291 records breached per second in first half of 2018 | Cyber Security

Over 4.5 billion data records were breached in the first half of this year, according to a report from Gemalto’s Breach Level Index released this week. That’s the highest number of breaches ever in a single six-month time period, but a deeper dive reveals an even more worrying trend.

Gemalto, which sells authentication and data storage products, produces an analysis every six months of the reported breaches from each period. This total number of breached records in this year’s first half (1H) report equated 291 breached records every second, on average.

-per-breach is growing

The general rise in the volume of lost records is alarming enough (1H 2018’s figure is up 1,751% on 1H 2015), but what’s really scary is the average number of records per data breach incident. It’s growing quickly.

2015: 245.9m records across 999 incidents. That’s 276,936 records per incident.

2016: 554.5m records across 974 incidents. That’s 569,255 records per incident.

2017: 2.6bn records across 1765 incidents. That’s 1.47m records per incident.

2018: 4.5bn records across 945 breaches. That’s 4.8m records per incident.

The distribution of these compromised records on a per-breach basis isn’t equal, of course. There were some absolute whoppers in early 2018.
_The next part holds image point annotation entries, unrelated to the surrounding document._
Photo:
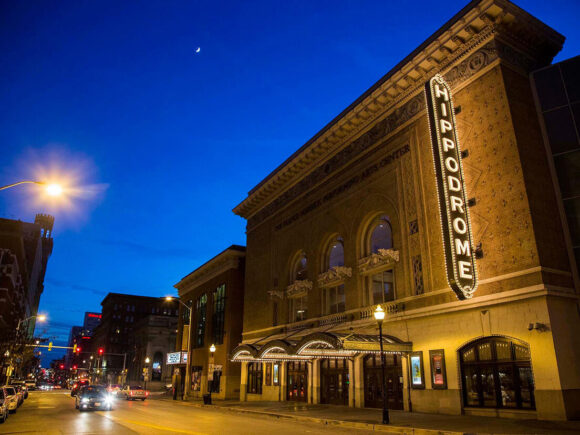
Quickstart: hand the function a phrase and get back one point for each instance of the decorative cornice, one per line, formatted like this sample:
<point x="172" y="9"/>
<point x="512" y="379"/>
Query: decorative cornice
<point x="468" y="29"/>
<point x="334" y="276"/>
<point x="276" y="294"/>
<point x="226" y="260"/>
<point x="378" y="261"/>
<point x="298" y="289"/>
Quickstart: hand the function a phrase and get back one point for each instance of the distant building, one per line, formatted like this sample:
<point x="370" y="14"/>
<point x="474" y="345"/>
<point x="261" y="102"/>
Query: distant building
<point x="117" y="332"/>
<point x="24" y="251"/>
<point x="74" y="338"/>
<point x="155" y="337"/>
<point x="92" y="320"/>
<point x="215" y="291"/>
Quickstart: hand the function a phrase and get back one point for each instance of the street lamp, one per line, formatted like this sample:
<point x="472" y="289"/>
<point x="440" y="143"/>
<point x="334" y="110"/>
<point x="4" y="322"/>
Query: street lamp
<point x="51" y="188"/>
<point x="188" y="364"/>
<point x="147" y="361"/>
<point x="379" y="317"/>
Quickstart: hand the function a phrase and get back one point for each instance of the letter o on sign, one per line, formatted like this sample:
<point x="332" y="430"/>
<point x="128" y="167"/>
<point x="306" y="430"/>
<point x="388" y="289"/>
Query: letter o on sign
<point x="459" y="225"/>
<point x="451" y="164"/>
Gemalto has a risk scoring system for breached companies, with 9 or 10 rated ‘catastrophic’. There were four breaches in this category in 1H 2017: Facebook, Aahaar, Exactis, and Under Armour.

Facebook’s social media scraping breach, in which most of its 2.2bn users could have had their personal information scraped, scored a 10, as did Aadhaar, India’s government-backed citizen ID system. It saw its 1.2bn citizens’ records accessible via an anonymous service that would give it access to information including their name, address, photo, phone number and email address.

Malicious outsiders

Under Armour fell victim to a malicious hacker and lost up to 150m accounts. In this and the other breaches, malicious outsiders were to blame. No wonder, then, that malicious outsiders topped the list of breach sources, accounting for 56% of reported incidents and four in five breached records. It knocked accidental loss from the top spot as a source of data breaches, accounting for 34% of losses and just one in five (19%) of affected records.

Accidental loss was responsible for the other catastrophic-level breach in 1H 2018, though. Floridian data broker Exactis left 340m records about US citizens and businesses on an Amazon S3 server. Every record had information on over 400 variables, including whether they have pets, what their religion is and whether they smoked.